Future power systems will be dominated by power electronic (PE) converter connected generation. This trend is primarily driven by the increasing penetration of wind power as well as the increasing integration of photovoltaic (PV) based generation. In general, these PE converter connected generation sources are expected to change the dynamic behavior of power systems. In particular, conventional phasor-based protection systems may be challenged by the reduced inertia and reduced short-circuit power, due respectively to non-synchronous generation and limited short-circuit power of PE converters.

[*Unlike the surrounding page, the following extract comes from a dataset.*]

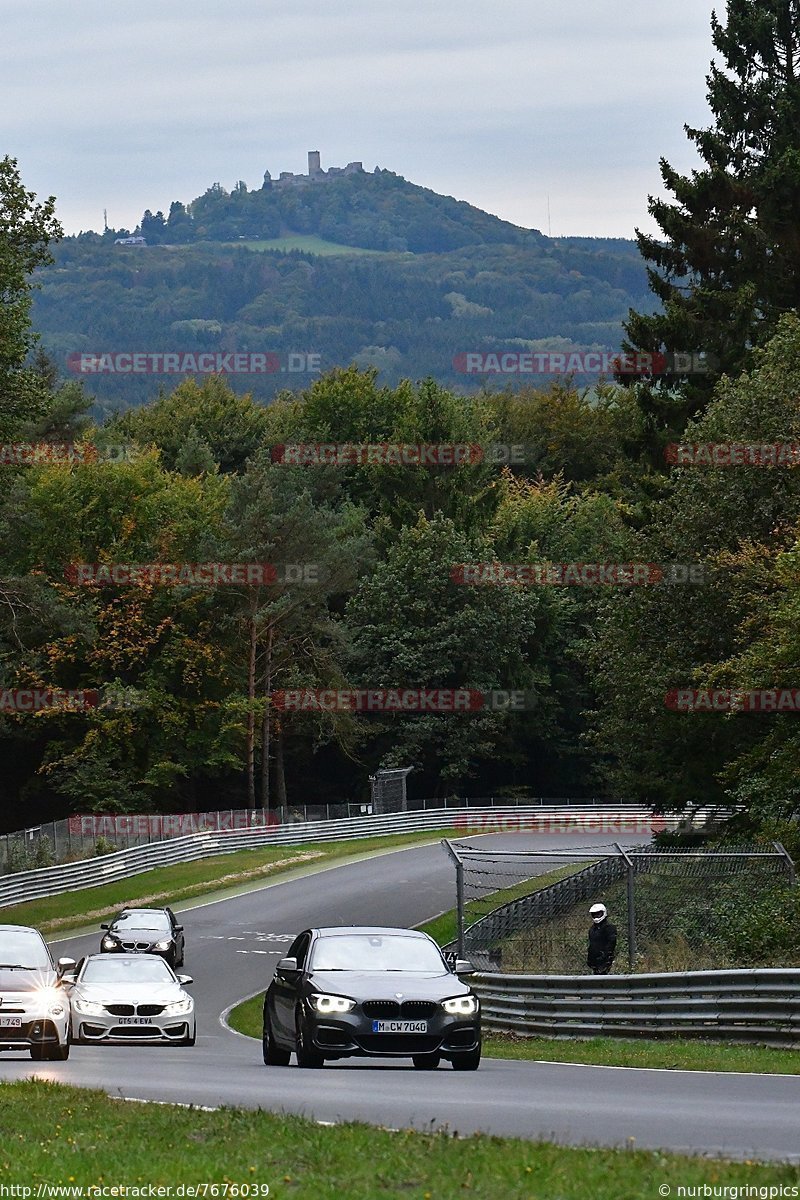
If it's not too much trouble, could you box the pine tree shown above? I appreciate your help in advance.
[624,0,800,428]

Therefore, it has been proposed to utilize time-domain protection principles, which are more sensitive and operate faster than phasor-based protection functions. For instance, travelling-wave (TW) based differential protection analyses the magnitude, polarity and arrival time of the fault generated TWs when they reach the line terminals. This type of protection functions requires high sampling rates in the megahertz range and is characterized by fast cycle times. Today’s modern substations have digital secondary systems consisting of process-level networks and highly functionally integrated protection Intelligent Electronic Devices (IEDs). The integration of high sampling rate protection applications in digital substations is challenging, since they increase significantly the communication load on process-level networks as well as the computational load on highly functionally integrated IEDs and centralized protection platforms.

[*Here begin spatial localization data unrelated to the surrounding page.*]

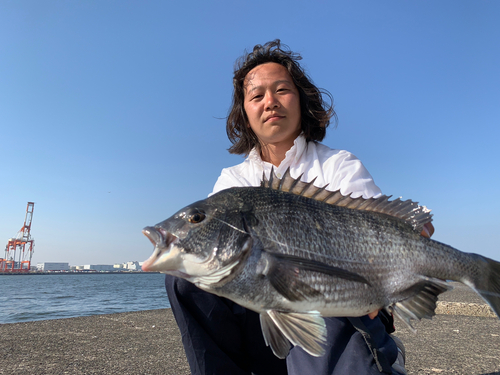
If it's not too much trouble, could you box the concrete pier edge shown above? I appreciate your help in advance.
[436,301,496,318]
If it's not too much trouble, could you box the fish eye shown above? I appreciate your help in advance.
[188,210,206,224]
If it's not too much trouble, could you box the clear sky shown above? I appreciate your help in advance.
[1,1,499,266]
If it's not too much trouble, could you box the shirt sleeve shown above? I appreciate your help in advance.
[322,151,382,199]
[210,166,253,196]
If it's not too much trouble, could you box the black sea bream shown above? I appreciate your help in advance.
[142,169,500,358]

This thesis aims to test the hypothesis that a distributed signal processing architecture can provide a scalable integration of high sampling rate protection applications in digital substations without increasing vastly the communication load on process-level networks and computational load on highly functionally integrated protection IEDs. Therefore, the thesis proposes that the most computation- and communication-demanding signal extraction tasks of time-domain protection functions be allocated to a process-level device, termed Distributed Signal Processing Units (DSPU). Moreover, suitable data models for the protection signal features are derived based on the IEC 61850 modelling approach as well as their mapping to IEC standard compliant communication protocols is discussed. In addition, the results show that the communication load may be reduced significantly by the proposed distributed signal processing architecture, and also that an increased number of DSPUs can be connected to the same process-level network. Furthermore, as part of this thesis, a detailed design of the DSPU is developed, which has been optimized with respect to the processing delay and the computational costs. Finally, the proposed substation architecture is verified through electromagnetic transient (EMT) simulations.